DataStage has two data types that can be used to store dates - DATE
and TIMESTAMP. Transforming data often requires that we manipulate dates
in some way. DataStage has a rich set of functions for all types of
date manipulation yet I constantly see hand-written code to perform
operations that are readily available out of the box.
The following is a discussion of some of the more common date operations and transformations.
Let's begin with some definitions of data types straight out of IBM's documentation.
Data Types
SQL Type |
Underlying Data Type |
Size |
Description |
Date |
date |
4 bytes |
Date with month, day, and year |
Timestamp |
timestamp |
9 bytes |
Single field containing both date and time value |
Validation
If you are lucky enough to be working with Date types from a database
then you won't have to worry about invalid dates but more often than
not you will have to validate a string to ensure that you have a valid
date. DataStage provides a function that can validate all data types.
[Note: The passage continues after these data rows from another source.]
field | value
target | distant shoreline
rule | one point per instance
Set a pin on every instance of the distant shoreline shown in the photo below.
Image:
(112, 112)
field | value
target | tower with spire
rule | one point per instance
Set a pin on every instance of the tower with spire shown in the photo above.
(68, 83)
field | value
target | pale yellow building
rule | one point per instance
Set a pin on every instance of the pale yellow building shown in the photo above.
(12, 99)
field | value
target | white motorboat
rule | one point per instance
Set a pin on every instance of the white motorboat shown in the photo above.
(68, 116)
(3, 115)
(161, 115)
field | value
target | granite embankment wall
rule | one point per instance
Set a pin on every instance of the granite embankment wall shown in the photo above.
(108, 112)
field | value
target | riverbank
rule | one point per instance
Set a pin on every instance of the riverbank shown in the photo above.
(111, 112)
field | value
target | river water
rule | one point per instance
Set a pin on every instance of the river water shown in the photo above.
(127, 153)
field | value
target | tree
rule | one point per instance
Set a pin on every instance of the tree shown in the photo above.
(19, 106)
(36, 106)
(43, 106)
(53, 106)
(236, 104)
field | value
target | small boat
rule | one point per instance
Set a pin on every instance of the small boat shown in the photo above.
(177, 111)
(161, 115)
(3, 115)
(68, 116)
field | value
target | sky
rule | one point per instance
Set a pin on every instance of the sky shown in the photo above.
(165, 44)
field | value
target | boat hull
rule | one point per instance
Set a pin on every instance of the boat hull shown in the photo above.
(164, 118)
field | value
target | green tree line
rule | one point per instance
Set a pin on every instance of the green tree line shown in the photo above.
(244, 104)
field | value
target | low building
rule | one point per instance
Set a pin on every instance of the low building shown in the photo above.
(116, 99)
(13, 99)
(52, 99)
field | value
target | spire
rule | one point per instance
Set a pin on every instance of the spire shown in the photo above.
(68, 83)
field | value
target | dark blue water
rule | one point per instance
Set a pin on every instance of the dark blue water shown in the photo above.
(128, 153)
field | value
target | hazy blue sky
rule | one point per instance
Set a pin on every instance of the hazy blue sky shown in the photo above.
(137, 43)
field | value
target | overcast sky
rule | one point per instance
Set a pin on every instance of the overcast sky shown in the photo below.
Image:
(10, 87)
IsValid(%typestring%,%valuestring%,[%format%])
Where typestring is one of the following:
"date", "decimal", "dfloat", "sfloat", "int8", "uint8", "int16", "uint16", "int32", "uint32", "int64", "uint64", "raw", "string", "time", "timestamp". "ustring"
DataStage also provides a number of convenience functions to make life
just that little bit easier so instead of the function shown above you
can use
IsValidDate(%date%)
Date Arithmetic
Adding and Subtracting Days
Converting to Julian date is quite a common way of performing date
arithmetic. Once you have a Julian day, you can simply add or subtract
any number of days from the original value.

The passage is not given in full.